J.ブラームス ヴァイオリン協奏曲 ニ長調

指揮ヴィクトル・デ・サーバタ
独奏ヴァイオリン:ナタン・ミルシテイン
演奏ニューヨーク・フィルハーモニック交響楽団
録音1950年3月16日
カップリングベートーヴェン 交響曲第5番
発売TAHRA
CD番号TAH 449


このCDを聴いた感想です。


 ミルシテインがかなり自由奔放に歌っています。
 とにかく思いっきり感情と込めて歌い、そのためにはテンポの伸び縮みなどは当たり前。至るところで速くなったり遅くなったり、おまけにテンポを変えるにしてもきれいにカーブを描くように滑らかに変えることなどほとんどなく、急発進や急ブレーキなどあちこちで出てきます。

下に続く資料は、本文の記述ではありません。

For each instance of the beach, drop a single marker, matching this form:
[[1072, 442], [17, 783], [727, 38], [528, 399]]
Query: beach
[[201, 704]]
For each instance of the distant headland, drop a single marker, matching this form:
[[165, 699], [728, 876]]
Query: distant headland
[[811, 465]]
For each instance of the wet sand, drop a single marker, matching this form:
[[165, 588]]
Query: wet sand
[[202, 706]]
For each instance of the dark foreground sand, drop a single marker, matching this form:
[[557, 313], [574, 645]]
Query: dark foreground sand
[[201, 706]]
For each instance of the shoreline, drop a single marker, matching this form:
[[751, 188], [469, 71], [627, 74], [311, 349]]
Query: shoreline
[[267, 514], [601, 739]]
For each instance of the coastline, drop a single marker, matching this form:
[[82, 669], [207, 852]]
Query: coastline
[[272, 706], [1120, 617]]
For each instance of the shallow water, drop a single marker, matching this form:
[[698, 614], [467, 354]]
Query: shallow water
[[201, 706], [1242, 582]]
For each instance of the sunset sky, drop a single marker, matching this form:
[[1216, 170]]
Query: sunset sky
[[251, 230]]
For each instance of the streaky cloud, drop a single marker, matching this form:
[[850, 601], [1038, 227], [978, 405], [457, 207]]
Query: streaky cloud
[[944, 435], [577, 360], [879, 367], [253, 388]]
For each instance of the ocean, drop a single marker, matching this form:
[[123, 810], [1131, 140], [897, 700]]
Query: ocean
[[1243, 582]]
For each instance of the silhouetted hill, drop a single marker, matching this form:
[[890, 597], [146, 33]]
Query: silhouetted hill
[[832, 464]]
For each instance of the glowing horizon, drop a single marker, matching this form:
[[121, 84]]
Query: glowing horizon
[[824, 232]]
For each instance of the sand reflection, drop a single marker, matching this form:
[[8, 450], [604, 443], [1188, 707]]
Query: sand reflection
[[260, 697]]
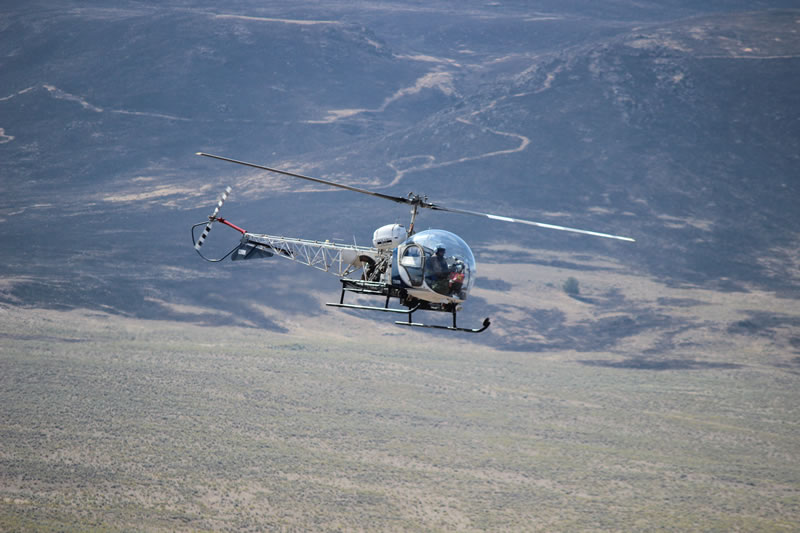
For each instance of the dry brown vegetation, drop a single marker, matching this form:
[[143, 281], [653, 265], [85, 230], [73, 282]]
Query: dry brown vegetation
[[112, 423]]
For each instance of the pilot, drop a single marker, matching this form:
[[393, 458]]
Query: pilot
[[456, 279], [438, 270]]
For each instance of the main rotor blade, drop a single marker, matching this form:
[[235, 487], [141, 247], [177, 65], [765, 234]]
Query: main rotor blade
[[398, 199], [529, 222]]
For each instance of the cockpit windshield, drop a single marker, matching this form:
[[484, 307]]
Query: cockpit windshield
[[439, 259]]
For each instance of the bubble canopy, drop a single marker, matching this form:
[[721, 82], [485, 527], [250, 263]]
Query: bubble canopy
[[439, 261]]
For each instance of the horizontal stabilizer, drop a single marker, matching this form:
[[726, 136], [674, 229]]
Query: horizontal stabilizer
[[249, 250]]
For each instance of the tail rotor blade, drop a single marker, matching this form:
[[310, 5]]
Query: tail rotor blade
[[212, 218]]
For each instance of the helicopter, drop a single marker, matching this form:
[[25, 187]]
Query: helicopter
[[431, 270]]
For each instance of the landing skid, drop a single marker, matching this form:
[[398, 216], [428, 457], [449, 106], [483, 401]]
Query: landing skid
[[375, 288], [486, 324]]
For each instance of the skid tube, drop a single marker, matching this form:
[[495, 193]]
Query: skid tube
[[376, 288], [454, 327]]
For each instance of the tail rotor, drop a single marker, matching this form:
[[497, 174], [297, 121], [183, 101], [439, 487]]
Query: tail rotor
[[198, 244], [212, 219]]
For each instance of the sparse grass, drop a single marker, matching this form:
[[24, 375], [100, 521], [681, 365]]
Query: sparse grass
[[109, 423]]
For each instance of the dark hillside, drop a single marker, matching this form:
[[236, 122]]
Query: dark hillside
[[679, 130]]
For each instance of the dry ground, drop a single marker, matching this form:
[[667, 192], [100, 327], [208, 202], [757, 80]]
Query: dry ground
[[686, 423]]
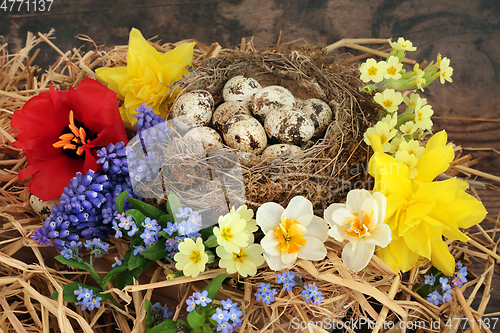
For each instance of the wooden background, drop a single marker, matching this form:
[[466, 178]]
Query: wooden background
[[468, 32]]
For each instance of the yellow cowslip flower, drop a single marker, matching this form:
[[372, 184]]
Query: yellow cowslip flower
[[371, 70], [445, 71], [393, 68], [147, 76], [389, 99], [421, 211], [402, 45]]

そのため伴奏のオーケストラとずれてしまうこともあるのですが、ミルシテインのテンポの急変ぶりを考えると、デ・サーバタとニューヨーク・フィル響は、むしろピッタリ合わせている方ではないでしょうか。
 それだけ自由に歌っているだけあって、ソロ・ヴァイオリンは非常に生き生きとしています。
 特に第2楽章などのように長いメロディーをゆったりと歌わせるところでは、一音一音までしっかりと感情を込めて弾いています。さらにところどころにポルタメントまで入れているのですから、表情はコッテリと濃く、まるでドロッとしたポタージュスープを食べているみたいなもので、それだけでも腹いっぱいになるぐらいに、食べ応え……いや、聞き応えというべきでしょうか、本当に十分に聞き切ったと思わせてくれるような演奏です。

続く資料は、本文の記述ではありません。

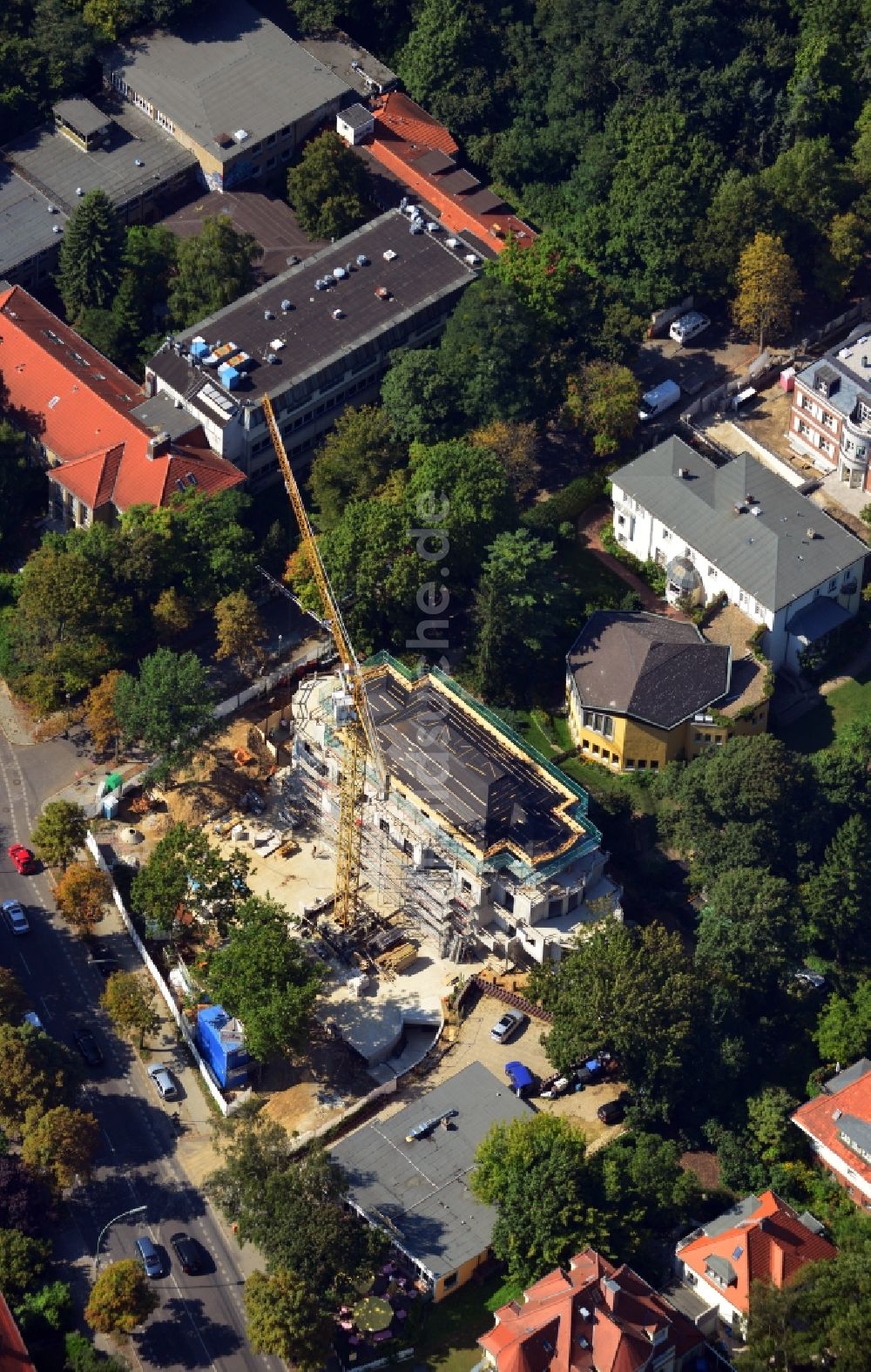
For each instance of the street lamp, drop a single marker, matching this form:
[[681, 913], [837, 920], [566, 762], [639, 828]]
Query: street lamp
[[124, 1214]]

 一方、速いテンポの部分は、表情の濃い力強い音ながら、かなりキレがあります。
 アタックを硬くつけて、後ろも短くスパッと切っていますが、決して荒っぽくはなっていません。
 剃刀のような細く鋭い音ではありませんし、鉈のように力で叩ききるのでもありません。
 出刃包丁のように、鋭い刃は持ちながらも、太い骨でも力でザックリと切っていく。キレと力を兼ね備えているのです。
 これでテンポを速くしたり遅くしたりとやりたい放題やっているのですから、これはもう当たるを幸いバッタバッタとなぎ倒していっているのに近いものがあります。
 そもそも、音色自体、透明感のある音ではなく、もちろん汚い濁った音ではありませんが、ベターっと色を塗ったような自己主張の強い音です。
 音色から濃いところへ、歌い方もそれに輪をかけて濃いのですが、意外としつこさは感じません。
 おそらく歌い込んでも、必要以上にテンポを後ろに引っ張ったりせず、常に前へと進む流れを保っているためではないかと思います。
 伴奏のデ・サーバタとニューヨーク・フィル響も、ソロほどではないにしても良く歌っています。
 特に第1楽章の第2主題の長く音を伸ばすメロディーなどは非常に伸びがあり、ソロと違って一定のテンポを保っているため、折り目正しく、奔放なソロと良い対照になっています。
 速いテンポの部分は、こちらも大編成ながらキレが良く、ソロによってあちこちへ彷徨ってしまいかねない音楽を本道に戻し、音楽をきちっと引き締めています。